AAAI2024

MDFL: Multi-Domain Diffusion-Driven Feature Learning

Daixun Li, Weiying Xie, Jiaqing Zhang, Yunsong Li

被引用 19 次

摘要

High-dimensional images, known for their rich semantic information, are widely applied in remote sensing and other fields. The spatial information in these images reflects the object's texture features, while the spectral information reveals the potential spectral representations across different bands. Currently, the understanding of high-dimensional images remains limited to a single-domain perspective with performance degradation. Motivated by the masking texture effect observed in the human visual system, we present a multidomain diffusion-driven feature learning network (MDFL) , a scheme to redefine the effective information domain that the model really focuses on. This method employs diffusionbased posterior sampling to explicitly consider joint information interactions between the high-dimensional manifold structures in the spectral, spatial, and frequency domains, thereby eliminating the influence of masking texture effects in visual models.

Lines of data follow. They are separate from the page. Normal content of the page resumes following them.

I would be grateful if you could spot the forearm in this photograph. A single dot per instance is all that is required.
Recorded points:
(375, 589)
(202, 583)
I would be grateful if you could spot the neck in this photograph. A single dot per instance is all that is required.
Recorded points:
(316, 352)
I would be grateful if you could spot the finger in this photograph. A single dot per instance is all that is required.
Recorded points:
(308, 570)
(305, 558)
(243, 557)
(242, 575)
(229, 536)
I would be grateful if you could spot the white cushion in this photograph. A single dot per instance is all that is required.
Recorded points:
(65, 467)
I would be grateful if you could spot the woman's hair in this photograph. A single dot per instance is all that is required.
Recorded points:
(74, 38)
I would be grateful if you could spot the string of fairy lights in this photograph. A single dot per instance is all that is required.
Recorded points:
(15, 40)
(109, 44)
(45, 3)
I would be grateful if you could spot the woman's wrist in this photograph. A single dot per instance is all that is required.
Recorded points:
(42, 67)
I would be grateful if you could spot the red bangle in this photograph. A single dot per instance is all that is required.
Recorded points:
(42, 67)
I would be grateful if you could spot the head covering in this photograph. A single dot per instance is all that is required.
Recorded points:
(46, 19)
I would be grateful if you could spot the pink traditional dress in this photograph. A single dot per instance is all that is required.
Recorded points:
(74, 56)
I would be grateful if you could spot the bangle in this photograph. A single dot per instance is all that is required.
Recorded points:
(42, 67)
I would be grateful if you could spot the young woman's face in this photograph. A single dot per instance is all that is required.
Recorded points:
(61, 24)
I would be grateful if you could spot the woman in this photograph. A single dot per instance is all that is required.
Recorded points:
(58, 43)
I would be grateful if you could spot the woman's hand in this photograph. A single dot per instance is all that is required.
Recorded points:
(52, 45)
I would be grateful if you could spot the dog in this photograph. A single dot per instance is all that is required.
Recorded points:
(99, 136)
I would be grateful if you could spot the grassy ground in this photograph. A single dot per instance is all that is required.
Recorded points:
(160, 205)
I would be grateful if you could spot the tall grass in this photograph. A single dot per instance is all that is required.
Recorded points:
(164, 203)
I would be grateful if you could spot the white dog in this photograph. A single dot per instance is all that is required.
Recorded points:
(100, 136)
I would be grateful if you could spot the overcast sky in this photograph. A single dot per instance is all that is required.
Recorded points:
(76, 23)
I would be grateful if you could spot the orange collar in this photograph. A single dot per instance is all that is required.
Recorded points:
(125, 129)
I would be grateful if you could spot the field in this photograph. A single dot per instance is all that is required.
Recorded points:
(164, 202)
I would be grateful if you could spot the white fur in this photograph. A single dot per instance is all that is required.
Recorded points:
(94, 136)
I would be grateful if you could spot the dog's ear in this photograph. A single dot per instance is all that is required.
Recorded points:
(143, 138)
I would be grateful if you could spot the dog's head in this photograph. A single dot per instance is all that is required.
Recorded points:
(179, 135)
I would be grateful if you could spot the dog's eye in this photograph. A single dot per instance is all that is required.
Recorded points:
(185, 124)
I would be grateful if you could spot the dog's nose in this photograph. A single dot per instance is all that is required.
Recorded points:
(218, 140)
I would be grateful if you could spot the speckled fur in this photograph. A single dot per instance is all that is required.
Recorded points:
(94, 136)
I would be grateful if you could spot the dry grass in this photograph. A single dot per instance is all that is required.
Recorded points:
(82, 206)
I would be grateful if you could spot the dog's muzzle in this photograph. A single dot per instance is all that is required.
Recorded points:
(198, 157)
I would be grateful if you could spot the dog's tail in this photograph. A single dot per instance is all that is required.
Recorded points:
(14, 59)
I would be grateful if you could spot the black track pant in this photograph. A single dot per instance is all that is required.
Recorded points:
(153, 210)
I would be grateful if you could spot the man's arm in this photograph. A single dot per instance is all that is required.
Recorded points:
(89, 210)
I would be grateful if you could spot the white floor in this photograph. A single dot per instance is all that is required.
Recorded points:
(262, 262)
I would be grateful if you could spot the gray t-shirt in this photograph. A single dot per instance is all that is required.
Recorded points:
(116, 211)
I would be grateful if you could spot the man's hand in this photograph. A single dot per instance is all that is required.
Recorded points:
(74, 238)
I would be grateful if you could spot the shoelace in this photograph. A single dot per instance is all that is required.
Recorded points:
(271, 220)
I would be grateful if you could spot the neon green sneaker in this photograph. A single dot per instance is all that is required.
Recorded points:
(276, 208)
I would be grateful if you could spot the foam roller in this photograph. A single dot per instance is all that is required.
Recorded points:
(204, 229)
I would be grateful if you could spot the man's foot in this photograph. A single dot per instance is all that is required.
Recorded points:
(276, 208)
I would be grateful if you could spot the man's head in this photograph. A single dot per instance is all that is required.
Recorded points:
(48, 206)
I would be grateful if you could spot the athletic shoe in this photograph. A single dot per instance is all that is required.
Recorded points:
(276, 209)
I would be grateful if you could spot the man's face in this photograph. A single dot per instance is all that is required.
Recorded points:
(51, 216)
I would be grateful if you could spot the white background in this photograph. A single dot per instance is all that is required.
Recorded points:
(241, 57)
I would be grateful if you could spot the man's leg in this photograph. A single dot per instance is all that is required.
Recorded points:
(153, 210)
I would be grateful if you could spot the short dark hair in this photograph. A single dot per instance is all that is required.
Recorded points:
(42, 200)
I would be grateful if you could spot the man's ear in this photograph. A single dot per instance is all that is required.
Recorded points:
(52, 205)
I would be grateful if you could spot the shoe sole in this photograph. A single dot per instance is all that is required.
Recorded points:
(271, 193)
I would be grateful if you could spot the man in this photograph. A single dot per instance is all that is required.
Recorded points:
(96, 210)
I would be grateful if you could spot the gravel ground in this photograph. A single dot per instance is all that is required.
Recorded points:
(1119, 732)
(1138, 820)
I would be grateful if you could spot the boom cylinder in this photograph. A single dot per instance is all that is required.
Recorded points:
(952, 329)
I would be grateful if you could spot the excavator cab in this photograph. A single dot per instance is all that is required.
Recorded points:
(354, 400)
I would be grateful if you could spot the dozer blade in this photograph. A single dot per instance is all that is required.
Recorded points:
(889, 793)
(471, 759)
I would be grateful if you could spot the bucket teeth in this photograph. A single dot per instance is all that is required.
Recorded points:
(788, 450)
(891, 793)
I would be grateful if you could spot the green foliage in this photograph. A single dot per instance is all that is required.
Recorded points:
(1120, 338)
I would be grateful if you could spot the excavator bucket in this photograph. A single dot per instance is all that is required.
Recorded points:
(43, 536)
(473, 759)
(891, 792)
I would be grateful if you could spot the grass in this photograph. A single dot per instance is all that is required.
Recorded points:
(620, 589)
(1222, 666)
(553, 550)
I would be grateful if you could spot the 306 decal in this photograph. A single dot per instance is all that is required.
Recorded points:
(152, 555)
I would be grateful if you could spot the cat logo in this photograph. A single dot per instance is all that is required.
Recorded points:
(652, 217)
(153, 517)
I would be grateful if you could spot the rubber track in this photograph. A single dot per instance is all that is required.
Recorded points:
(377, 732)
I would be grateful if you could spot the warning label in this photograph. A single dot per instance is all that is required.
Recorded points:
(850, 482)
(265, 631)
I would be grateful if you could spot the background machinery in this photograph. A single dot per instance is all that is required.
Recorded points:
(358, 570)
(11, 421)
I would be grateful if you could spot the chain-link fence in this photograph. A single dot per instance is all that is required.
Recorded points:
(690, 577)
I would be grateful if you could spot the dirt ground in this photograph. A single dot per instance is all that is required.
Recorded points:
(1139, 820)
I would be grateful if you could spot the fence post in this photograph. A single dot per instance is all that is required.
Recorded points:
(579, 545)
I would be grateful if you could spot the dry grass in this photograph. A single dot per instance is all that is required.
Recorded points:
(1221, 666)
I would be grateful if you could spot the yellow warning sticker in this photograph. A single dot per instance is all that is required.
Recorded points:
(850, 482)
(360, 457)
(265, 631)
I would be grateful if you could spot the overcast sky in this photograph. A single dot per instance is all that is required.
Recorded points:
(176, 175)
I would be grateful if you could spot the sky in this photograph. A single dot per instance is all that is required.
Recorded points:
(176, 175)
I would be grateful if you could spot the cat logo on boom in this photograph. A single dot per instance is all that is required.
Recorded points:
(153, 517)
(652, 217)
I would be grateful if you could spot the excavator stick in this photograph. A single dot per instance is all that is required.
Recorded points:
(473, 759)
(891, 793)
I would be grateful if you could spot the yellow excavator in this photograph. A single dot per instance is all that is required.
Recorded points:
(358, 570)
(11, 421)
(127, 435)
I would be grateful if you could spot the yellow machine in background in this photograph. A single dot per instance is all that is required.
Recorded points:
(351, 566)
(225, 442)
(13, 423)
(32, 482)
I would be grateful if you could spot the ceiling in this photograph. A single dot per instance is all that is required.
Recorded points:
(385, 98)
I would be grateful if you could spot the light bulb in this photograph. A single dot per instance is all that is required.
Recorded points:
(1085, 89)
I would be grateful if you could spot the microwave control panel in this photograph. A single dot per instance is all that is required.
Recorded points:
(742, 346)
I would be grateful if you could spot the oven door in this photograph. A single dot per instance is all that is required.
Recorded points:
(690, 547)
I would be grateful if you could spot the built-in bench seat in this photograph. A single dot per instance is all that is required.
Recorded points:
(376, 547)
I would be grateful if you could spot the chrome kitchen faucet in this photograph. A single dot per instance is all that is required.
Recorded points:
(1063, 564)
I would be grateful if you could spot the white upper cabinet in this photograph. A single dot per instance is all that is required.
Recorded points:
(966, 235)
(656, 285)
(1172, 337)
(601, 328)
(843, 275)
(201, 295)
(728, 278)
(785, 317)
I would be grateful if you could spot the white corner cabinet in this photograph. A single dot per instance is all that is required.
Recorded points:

Additionally, we introduce a feature reuse mechanism to gather deep and raw features of high-dimensional data. We demonstrate that MDFL significantly improves the feature extraction performance of highdimensional data, thereby providing a powerful aid for revealing the intrinsic patterns and structures of such data. The experimental results on three multi-modal remote sensing datasets show that MDFL reaches an average overall accuracy of 98.25%, outperforming various state-of-the-art baseline schemes. The code will be released, contributing to the computer vision community.